И еще одно. Современная культурная ситуация, как я уже сказала, характеризуется тем, что литературой теперь занимаются исключительно обыватели, поймать которых на чем-нибудь гениальном практически невозможно. Во всяком случае для меня, вынуждена это признать. И это тоже заставляет меня обратить свой взор в прошлое и вступить в мысленное соревнование с безжизненными тенями.
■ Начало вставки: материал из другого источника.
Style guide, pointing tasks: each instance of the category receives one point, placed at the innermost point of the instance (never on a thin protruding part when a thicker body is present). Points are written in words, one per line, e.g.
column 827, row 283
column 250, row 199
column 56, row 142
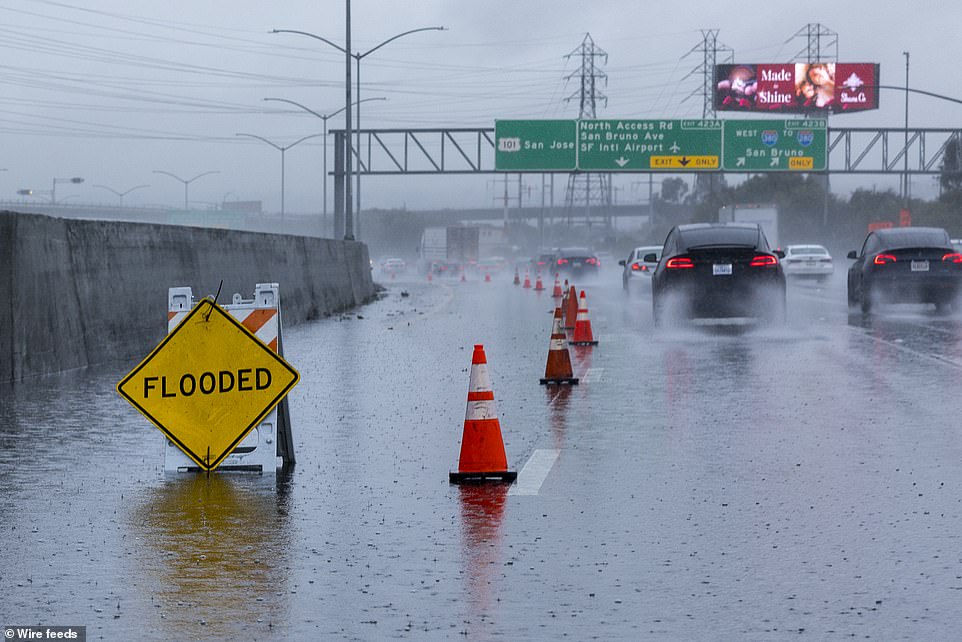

Главная же проблема современной культуры заключается в том, что обыватель – это такой тип человека, которого вообще трудно в чем-либо уличить. Он, я бы сказала, в этом отношении даже в чем-то сродни ртути: стоит только пролить ее на пол, как потом совершенно невозможно собрать, она все время рассыпается на маленькие комочки и ускользает из рук, не говоря уже о том, что без перчаток ее трогать опасно, так как она еще и ядовита. И оставить на полу ее нельзя из-за этой ядовитости, потому что она не просто высыхает, как вода, а излучает вредные испарения. Вот и обыватель – это тоже такой вечно ускользающий человек-ртуть, которого практически невозможно в чем-либо уличить, а оставить его в покое и ни в чем не уличать тоже невозможно – хлопот не оберешься! Этим обыватель в равной мере отличается и от гения, и от преступника, хотя на самом деле между ними нет никакой существенной разницы, потому что, если хорошенько вдуматься, все они – всего лишь люди, и не более… Просто преступник – это обыватель, которого все-таки удалось поймать за руку и уличить в каком-либо преступлении, а гений – это тоже в своем роде преступник, но такой, которого окружающим не удалось уличить в чем-либо обывательском. И опять-таки, все не так уж и сложно, как может показаться на первый взгляд.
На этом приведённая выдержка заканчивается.